January 27th, 2002

Why I Think The Smithsonian Is Misguided

By Milo Beach
Washington Post

In a recent article commenting on the appointment of a new director for the British Museum, the London columnist Richard Dorment wrote:

"The scary moment has passed when it looked as though the government might succeed in imposing a director who saw the job as little different from running a company in the City: fiscal responsibility + populist exhibitions + healthy attendance figures = success."

What London avoided was granted to the Smithsonian Institution with the appointment of Lawrence Small as secretary, however, and the result has diminished both the institution and the cultural life of this country. No aspect of this situation is more important than the effect it has had on perceptions of the scholarly integrity of the Smithsonian.

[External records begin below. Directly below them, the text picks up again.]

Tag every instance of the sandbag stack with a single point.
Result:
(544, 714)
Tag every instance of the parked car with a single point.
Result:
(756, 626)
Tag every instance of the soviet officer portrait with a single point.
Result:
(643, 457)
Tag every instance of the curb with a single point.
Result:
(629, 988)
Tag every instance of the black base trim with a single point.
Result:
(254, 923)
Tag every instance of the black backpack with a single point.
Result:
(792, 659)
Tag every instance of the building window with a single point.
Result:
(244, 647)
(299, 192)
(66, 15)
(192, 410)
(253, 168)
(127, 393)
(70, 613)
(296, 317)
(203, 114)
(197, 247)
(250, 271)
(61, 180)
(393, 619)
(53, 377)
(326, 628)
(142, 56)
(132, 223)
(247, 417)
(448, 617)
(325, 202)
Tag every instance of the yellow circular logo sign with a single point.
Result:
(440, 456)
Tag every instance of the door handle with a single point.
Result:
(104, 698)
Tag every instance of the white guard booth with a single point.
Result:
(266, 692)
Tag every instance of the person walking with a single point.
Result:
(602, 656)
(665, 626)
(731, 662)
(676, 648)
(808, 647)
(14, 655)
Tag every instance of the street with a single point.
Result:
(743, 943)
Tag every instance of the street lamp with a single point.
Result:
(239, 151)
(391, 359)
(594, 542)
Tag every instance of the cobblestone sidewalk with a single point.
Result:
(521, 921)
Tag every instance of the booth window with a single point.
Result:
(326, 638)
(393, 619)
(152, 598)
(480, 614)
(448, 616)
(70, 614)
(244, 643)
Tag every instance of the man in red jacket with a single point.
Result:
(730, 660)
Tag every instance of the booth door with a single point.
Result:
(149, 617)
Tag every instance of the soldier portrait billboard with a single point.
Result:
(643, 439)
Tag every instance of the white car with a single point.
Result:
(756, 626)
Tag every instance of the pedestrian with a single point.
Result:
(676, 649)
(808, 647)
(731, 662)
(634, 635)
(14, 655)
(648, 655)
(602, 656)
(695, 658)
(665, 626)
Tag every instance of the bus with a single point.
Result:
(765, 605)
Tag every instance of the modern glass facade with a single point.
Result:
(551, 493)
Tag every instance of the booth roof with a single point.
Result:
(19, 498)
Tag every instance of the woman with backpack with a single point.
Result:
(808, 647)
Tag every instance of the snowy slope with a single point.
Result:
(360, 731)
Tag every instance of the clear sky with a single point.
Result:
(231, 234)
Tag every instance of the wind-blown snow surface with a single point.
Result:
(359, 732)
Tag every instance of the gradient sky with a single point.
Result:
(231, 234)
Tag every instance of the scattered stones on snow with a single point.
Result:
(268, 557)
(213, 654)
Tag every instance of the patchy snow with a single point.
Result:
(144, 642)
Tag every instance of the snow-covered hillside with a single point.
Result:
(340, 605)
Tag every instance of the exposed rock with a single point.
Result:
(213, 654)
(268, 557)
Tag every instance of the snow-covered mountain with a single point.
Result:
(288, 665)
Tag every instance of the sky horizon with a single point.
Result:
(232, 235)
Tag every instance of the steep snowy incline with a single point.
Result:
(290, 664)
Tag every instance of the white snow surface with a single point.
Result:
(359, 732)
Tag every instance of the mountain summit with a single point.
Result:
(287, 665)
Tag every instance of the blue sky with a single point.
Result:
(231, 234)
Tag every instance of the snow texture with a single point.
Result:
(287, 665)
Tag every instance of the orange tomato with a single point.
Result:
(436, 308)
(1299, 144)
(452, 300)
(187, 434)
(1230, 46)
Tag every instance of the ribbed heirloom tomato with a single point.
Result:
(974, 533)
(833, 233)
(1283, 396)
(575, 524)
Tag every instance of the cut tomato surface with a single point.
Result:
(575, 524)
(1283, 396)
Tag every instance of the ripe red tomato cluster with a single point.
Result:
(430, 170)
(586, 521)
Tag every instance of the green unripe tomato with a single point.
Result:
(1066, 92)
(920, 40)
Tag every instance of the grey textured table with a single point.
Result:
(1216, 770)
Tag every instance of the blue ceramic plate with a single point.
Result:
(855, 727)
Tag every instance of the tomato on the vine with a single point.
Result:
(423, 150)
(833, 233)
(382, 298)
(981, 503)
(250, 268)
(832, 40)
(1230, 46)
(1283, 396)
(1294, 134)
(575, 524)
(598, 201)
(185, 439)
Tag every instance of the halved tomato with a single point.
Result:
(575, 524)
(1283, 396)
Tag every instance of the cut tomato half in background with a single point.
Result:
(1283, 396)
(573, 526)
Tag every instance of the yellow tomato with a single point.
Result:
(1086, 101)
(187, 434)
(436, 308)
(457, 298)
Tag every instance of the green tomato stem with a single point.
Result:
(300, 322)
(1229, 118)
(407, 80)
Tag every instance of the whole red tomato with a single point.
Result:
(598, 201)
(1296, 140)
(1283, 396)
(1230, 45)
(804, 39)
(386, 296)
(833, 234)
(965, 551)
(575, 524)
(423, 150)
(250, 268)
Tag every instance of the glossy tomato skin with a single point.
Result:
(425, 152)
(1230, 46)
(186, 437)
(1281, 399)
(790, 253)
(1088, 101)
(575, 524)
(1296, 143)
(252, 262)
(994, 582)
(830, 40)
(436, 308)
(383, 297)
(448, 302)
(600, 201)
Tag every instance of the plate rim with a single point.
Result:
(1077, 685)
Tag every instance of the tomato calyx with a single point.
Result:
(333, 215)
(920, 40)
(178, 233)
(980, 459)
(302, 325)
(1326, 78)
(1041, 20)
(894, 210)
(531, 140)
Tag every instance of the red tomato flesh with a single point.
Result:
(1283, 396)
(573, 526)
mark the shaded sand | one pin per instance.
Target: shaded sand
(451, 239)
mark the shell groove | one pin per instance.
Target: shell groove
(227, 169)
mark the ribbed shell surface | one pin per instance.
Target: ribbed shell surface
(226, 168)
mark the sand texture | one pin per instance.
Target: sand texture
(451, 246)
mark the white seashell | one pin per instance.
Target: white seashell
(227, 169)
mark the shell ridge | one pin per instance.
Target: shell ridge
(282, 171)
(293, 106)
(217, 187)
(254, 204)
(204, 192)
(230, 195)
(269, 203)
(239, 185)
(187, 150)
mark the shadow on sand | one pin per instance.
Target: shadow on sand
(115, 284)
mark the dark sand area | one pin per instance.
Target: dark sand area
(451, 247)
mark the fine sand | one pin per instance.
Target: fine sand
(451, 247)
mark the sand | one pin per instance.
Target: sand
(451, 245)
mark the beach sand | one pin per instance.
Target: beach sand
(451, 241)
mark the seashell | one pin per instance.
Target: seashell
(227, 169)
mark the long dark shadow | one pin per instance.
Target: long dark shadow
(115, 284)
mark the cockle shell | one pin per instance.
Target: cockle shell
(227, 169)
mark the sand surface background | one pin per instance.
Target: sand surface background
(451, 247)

Judging from recent words and deeds, the present administration of the institution views the life of the mind with astonishing indifference. The secretary, for example, spoke to the assembled staff of the National Museum of American History and left the distinct impression with many that the day of curiosity-driven research was over at the Smithsonian. In other words, learning how to ask questions about the world we live in and then exploring possible answers—which is really all that "research" means—is not an appropriate activity for Smithsonian staff.

Nor, by implication, is this something the Smithsonian should encourage among its visitors. Perhaps this explains thosestatements by the secretary that the Smithsonian’s mission—to increase and diffuse knowledge, according to the initial Smithson bequest—is now to raise money and modernize.

I recently retired as director of the Freer Gallery of Art and the Arthur M. Sackler Gallery at the Smithsonian. On a return visit to Washington last fall, a former colleague, the head of a major research activity at the institution, reported to me that an undersecretary had just directed him no longer to use the word "research"; he was to speak only of "education."

When describing last spring my own future research projects to the secretary, I was told, in terms that he doubtless considered "blisteringly clear," that I was not to pursue any of those interests or even think about those topics until after I retired. (This despite the fact that my job description included the phrase "maintains own research.") I was to concentrate, he said, solely on fundraising and bringing more people to the galleries. These are activities that always provided great personal satisfaction when used to promote the collections of the galleries and the research of its staff, but are pointless in a museum context when practiced for their own sake.

Most importantly, through this remark Secretary Small made clear that (in his view) a museum director should not be actively engaged with the collections and programs that give identity to her or his museum; a director’s duties should be restricted to fundraising and public affairs. Nothing could have more effectively confirmed my decision to leave the Smithsonian.

Dorment, in his article, continued: "A museum depends on its scholars for its lifeblood. Without their expertise, everything a museum does—the preservation and display of the collections, the acquisitions, exhibitions, publications, and cataloguing—is either badly done, or lacks point and purpose. . . . The director of a museum . . . is an inspirational figure, with a profound knowledge of his subject and a clear vision of what a museum is doing and where it is going."

Before I left the institution, the Freer and Sackler were seeking a new curator of ancient Chinese art, an area in which the collections of both galleries are internationally important. Nonetheless, one administrator told me we should not be seeking a scholar for the position, but instead someone who was a good administrator. But if the head of the institution does not understand scholarship; if none of his rapidly expanding group of administrative assistants will question policies initiated by the secretary; if museum directors are effectively reduced to being members of the central development office; if curators are to be chosen for their administrative ability; and if visitors are not to be introduced to new discoveries and encouraged to think about the world they inhabit, why does the Smithsonian exist? Certainly not for the increase and diffusion of knowledge—which also places into question the Smithsonian’s respect for its commitments to past donors.

Asking questions, exploring a full range of answers, and thinking for oneself—activities in which America has long prided itself—have always been at the heart of the Smithsonian Institution. They have never been more important than today, as current events have revealed with excruciating clarity. The American public needs the Smithsonian Institution to put aside the new directions imposed by Secretary Small and to work once again to inspire and support the creative ideas that come from lives driven by curiosity.